4.13 De conclusie uit het voorgaande luidt dat de aanbieding van DRV van € 0,00 voor zeven van acht opties voor het oordeel CW.02 hooguit wijst op een strategische inschrijving, wat door de aanbestedingsstukken niet wordt verboden, en niet op een manipulatieve/irreële inschrijving, die wel tot uitsluiting zou hebben moeten leiden. Dit betekent dat het principaal hoger beroep van VGGM voor zover dat is gericht tegen Ziegler slaagt.
5. Slotsom
De slotsom luidt dat het hoger beroep van VGGM voor zover dat is gericht tegen Ziegler slaagt, zodat het bestreden vonnis in de hoofdzaak in zoverre moet worden vernietigd. Als de in het ongelijk te stellen partij zal het hof Ziegler in de kosten van beide instanties (voor zover gemaakt door haarzelf en VGGM) veroordelen. Als niet weersproken zal het hof ook de gevorderde wettelijke rente over de proceskosten en de nakosten toewijzen zoals hierna vermeld.
6. De beslissing
Het hof, recht doende in kort geding
in het principaal hoger beroep
verwerpt het hoger beroep van VGGM voor zover het is gericht tegen DRV;
veroordeelt VGGM in de kosten van het principaal appel aan de zijde van DRV, tot op heden begroot op nihil;
vernietigt het vonnis in de hoofdzaak van 13 december 2012 van de voorzieningenrechter in de rechtbank Arnhem voor zover het is gewezen tussen Ziegler en VGGM en doet in zoverre opnieuw recht;
wijst de vorderingen van Ziegler alsnog af;
veroordeelt Ziegler in de kosten van beide instanties, tot aan deze uitspraak aan de zijde van VGGM voor wat betreft de eerste aanleg begroot op € 816,- voor salaris overeenkomstig het liquidatietarief en op € 575,- voor griffierecht en voor wat betreft het hoger beroep aan de zijde van VVGM begroot op € 2.682,- voor salaris overeenkomstig het liquidatietarief en op € 683,- voor griffierecht, te voldoen binnen veertien dagen na dagtekening van dit arrest, en -voor het geval voldoening binnen bedoelde termijn niet plaatsvindt - te vermeerderen met de wettelijke rente te rekenen vanaf bedoelde termijn voor voldoening;
veroordeelt Ziegler in de nakosten aan de zijde van VGGM, begroot op € 131,- , met bepaling dat dit bedrag zal worden verhoogd met € 68,- in geval Ziegler niet binnen veertien dagen na aanschrijving aan deze uitspraak heeft voldaan én betekening heeft plaatsgevonden;
verstaat dat het vonnis in de hoofdzaak van 13 december 2012 in stand blijft voor zover het de veroordeling van DRV in de proces- en nakosten betreft.

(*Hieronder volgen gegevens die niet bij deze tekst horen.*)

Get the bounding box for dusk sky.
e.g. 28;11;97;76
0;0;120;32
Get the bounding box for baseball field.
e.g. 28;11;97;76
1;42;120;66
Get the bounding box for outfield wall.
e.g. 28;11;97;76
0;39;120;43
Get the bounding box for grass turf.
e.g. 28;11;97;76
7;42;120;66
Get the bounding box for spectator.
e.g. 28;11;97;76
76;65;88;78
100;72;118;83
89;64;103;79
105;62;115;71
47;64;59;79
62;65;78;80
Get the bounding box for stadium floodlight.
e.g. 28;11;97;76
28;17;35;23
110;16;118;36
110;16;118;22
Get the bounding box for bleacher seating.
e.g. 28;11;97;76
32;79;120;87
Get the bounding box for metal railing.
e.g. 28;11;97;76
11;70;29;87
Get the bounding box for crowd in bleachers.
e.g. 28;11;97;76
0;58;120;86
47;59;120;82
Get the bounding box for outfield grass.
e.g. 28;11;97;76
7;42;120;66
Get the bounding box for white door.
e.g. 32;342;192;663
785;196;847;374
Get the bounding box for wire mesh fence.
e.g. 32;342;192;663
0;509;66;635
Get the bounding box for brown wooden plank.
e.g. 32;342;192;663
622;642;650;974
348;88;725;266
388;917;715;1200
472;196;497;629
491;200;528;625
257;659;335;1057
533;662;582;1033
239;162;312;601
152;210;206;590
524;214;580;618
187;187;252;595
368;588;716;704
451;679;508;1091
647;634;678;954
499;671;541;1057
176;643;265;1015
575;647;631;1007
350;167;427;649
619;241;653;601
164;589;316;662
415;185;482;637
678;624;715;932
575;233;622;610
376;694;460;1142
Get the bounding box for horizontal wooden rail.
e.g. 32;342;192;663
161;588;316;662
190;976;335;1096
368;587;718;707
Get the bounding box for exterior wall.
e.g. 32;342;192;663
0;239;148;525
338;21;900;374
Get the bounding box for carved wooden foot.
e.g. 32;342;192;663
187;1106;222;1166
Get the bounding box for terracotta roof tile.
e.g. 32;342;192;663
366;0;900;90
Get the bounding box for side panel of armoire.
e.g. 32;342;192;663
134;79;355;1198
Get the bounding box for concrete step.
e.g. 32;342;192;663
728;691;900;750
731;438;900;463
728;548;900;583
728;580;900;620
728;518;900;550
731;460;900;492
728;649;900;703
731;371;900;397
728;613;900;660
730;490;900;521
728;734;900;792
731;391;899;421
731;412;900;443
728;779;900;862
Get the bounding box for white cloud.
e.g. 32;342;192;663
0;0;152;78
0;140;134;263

verklaart dit arrest uitvoerbaar bij voorraad;
wijst het meer of anders gevorderde af.
in het incidenteel hoger beroep
verklaart DRV niet-ontvankelijk in haar hoger beroep tegen Ziegler;
verwerpt het hoger beroep van DRV voor zover het is gericht tegen VGGM;
veroordeelt DRV in de kosten van het incidenteel appel aan de zijden van VGGM en Ziegler, telkens begroot op nihil.
Dit arrest is gewezen door mrs. A.A. van Rossum, L.J. de Kerpel-van de Poel en A.V. van den Berg en is in tegenwoordigheid van de griffier in het openbaar uitgesproken op 9 april 2013.